Labor shortages: an ongoing theme

It’s hard to go a week without at least one piece on labor shortages and although not as numerous as last week, there was one blog calling for a new farmworker visa due to the alleged labor shortages for California vineries. The blog makes clear that labor shortages are a self-created problem resulting from growers’ failure to pay adequate wages to attract workers and seems to support farmworkers’ using this limited bargaining power to eke out slightly higher wages, although then goes on to say the consumers will pay for this with higher prices. Actually, a study by Phil Martin, an agricultural economics professor at UC Davis, shows that increasing farmworker wages by 40% will only raise average US household spending by about $16 per year.  Further complexities on the labor issue are explained by Phil Martin in this piece, where he notes that “[i]t is very hard to evaluate grower claims of labor shortage because the "need" for farm workers depends more on wages and prices than on nature. Farmers routinely do not harvest all of their fruits and vegetables because of low prices or low yields…”  Prof Martin also points out that economic incentives lead to a situation in which “farmers requesting too many workers too soon and contractors promising too many workers too soon, practically guarantee labor shortage complaints from employers and unemployment for workers.” Finally, Prof. Martin notes that despite many claims of labor shortages in California, “[w]hen pressed, most farmers and their spokespersons could not point to specific instances of California crops that were not harvested for lack of labor.” One grower even stated their labor contractors were “able to supply the workforce in our area very comfortably without any hiccups or any issues.”  So all of these alarms about labor shortages are not what they seem and certainly don’t make the case for a new guestworker program. Instead, Congress should move forward to grant current experienced undocumented workers an opportunity to earn legal status.
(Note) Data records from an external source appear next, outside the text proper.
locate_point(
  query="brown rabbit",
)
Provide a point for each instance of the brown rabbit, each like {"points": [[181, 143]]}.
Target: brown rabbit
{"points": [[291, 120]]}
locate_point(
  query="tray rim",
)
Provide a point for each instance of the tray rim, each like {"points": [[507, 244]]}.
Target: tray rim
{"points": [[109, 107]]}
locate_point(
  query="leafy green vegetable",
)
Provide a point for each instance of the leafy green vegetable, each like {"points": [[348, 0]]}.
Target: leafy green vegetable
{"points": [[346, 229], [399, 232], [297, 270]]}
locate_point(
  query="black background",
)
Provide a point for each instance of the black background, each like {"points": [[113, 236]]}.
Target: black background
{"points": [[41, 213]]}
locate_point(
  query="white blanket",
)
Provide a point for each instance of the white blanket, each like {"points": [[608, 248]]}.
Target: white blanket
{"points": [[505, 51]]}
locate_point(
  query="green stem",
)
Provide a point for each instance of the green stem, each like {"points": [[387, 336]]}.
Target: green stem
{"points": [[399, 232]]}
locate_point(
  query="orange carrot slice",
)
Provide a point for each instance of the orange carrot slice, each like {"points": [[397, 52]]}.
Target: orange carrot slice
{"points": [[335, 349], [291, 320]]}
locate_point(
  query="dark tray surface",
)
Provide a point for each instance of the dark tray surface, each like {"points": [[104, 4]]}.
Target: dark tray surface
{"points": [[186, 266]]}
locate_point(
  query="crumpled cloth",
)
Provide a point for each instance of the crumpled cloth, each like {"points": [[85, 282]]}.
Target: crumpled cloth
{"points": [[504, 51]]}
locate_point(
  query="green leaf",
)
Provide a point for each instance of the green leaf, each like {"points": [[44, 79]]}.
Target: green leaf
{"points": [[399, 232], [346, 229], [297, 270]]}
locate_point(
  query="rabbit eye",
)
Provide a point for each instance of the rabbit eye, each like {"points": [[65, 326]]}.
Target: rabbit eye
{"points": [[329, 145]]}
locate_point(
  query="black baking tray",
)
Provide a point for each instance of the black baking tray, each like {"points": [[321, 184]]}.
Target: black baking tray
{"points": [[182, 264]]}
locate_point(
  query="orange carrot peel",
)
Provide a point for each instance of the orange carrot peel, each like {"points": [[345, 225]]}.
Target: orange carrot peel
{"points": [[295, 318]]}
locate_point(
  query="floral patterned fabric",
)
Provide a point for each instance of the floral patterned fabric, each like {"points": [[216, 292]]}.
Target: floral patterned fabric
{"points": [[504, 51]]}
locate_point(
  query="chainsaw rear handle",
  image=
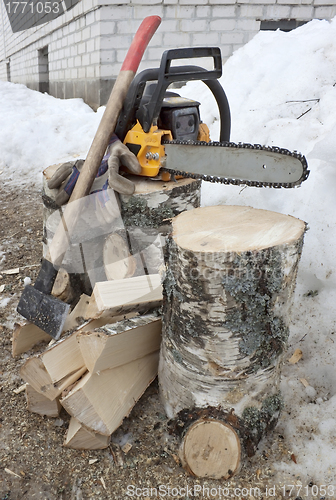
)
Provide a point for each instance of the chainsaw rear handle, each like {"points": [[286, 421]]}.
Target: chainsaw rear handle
{"points": [[147, 113]]}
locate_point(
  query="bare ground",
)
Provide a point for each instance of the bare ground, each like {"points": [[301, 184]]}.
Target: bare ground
{"points": [[31, 445]]}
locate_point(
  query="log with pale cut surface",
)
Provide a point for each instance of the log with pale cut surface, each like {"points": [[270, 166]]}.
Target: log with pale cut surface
{"points": [[231, 273], [116, 344], [210, 449], [100, 401], [38, 403], [117, 297], [35, 373]]}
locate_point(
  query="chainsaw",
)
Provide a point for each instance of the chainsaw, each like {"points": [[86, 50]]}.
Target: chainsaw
{"points": [[165, 131]]}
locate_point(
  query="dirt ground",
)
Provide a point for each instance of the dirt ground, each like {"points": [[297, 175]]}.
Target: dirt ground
{"points": [[33, 462]]}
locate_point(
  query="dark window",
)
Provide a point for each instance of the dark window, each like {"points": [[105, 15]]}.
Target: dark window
{"points": [[282, 24], [8, 71]]}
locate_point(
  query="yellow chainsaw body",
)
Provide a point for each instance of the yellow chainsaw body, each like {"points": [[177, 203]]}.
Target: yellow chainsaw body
{"points": [[150, 149]]}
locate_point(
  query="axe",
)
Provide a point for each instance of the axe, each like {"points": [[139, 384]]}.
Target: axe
{"points": [[37, 304]]}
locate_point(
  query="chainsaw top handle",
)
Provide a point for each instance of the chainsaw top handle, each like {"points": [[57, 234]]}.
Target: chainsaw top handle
{"points": [[147, 112]]}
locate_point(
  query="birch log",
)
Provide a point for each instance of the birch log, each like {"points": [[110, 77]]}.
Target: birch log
{"points": [[147, 216], [230, 278]]}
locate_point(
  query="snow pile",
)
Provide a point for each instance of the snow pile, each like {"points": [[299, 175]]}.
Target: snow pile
{"points": [[282, 91], [38, 130]]}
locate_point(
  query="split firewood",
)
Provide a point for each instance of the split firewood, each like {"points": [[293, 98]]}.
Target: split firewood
{"points": [[92, 324], [35, 374], [62, 288], [112, 298], [27, 335], [63, 358], [231, 274], [101, 401], [113, 345], [118, 262], [37, 403], [210, 449], [81, 438]]}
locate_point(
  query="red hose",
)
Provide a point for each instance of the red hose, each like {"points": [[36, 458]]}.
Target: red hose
{"points": [[140, 41]]}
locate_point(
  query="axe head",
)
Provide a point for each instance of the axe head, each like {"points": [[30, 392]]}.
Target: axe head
{"points": [[43, 310]]}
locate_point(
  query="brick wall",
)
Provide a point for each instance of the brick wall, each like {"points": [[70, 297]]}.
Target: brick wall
{"points": [[86, 45]]}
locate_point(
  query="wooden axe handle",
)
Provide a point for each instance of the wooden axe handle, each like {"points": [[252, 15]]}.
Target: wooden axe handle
{"points": [[100, 142]]}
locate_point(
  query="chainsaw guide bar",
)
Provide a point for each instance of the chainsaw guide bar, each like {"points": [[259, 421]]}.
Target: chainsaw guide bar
{"points": [[236, 164]]}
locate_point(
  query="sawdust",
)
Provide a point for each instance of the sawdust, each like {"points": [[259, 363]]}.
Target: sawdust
{"points": [[31, 445]]}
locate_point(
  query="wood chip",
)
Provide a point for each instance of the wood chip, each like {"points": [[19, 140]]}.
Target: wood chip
{"points": [[304, 382], [11, 271], [20, 389], [126, 448], [12, 473], [297, 355]]}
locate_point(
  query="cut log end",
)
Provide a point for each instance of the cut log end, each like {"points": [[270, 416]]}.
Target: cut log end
{"points": [[234, 229], [211, 449]]}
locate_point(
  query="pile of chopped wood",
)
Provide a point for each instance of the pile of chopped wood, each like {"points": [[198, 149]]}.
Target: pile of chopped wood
{"points": [[106, 358]]}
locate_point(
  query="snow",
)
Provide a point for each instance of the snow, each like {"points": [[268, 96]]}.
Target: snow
{"points": [[282, 91]]}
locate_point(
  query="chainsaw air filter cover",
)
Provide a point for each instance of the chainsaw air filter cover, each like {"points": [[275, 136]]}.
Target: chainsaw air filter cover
{"points": [[180, 116]]}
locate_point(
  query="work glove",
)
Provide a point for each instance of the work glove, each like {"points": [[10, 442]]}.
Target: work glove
{"points": [[65, 177], [120, 155]]}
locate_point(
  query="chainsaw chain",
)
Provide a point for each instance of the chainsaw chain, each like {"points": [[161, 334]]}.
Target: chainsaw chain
{"points": [[241, 182]]}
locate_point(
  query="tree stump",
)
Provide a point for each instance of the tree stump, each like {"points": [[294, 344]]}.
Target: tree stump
{"points": [[210, 448], [147, 216], [227, 293]]}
Multiple farmworker work-related deaths

A Washington media outlet reported that three farmworkers have been killed by machinery in the last two weeks, underscoring the dangerous nature of farm work and the need for improved safety protections (farmworkers are excluded from many OSHA protections).

The H-2B nonagricultural guestworker program

The National Guestworker Alliance (NGA) has received a lot of media attention for its successful campaign against C.J.’s Seafood, a Louisiana-based company.  Wal-Mart, C.J.’s largest buyer, has suspended the supplier after several of C.J.’s crawfish processors went on strike to protest their deplorable working conditions and illegally low wages.  The workers, who came to the US from Mexico on H-2B guestworker visas, were forced to work up to 24 hour shifts, were sometimes locked in the factory and were threatened with deportation if they did not comply with employer demands.

Unfortunately, the abuses experienced by the C.J.’s Seafood H-2B workers are not unique.  Yet corporate business-interest lawsuits and lobbying have prevented DOL from putting into place the modest protections it promulgated for the H-2B program.  H-2B employers have successfully lobbied Congress to delay the implementation of DOL’s H-2B wage rule by one year (the rule merely requires employers to pay H-2B workers a prevailing wage to prevent undercutting of US workers’ wages and jobs) and are now moving forward to block both the wage rule and a broader H-2B worker protection rule for another.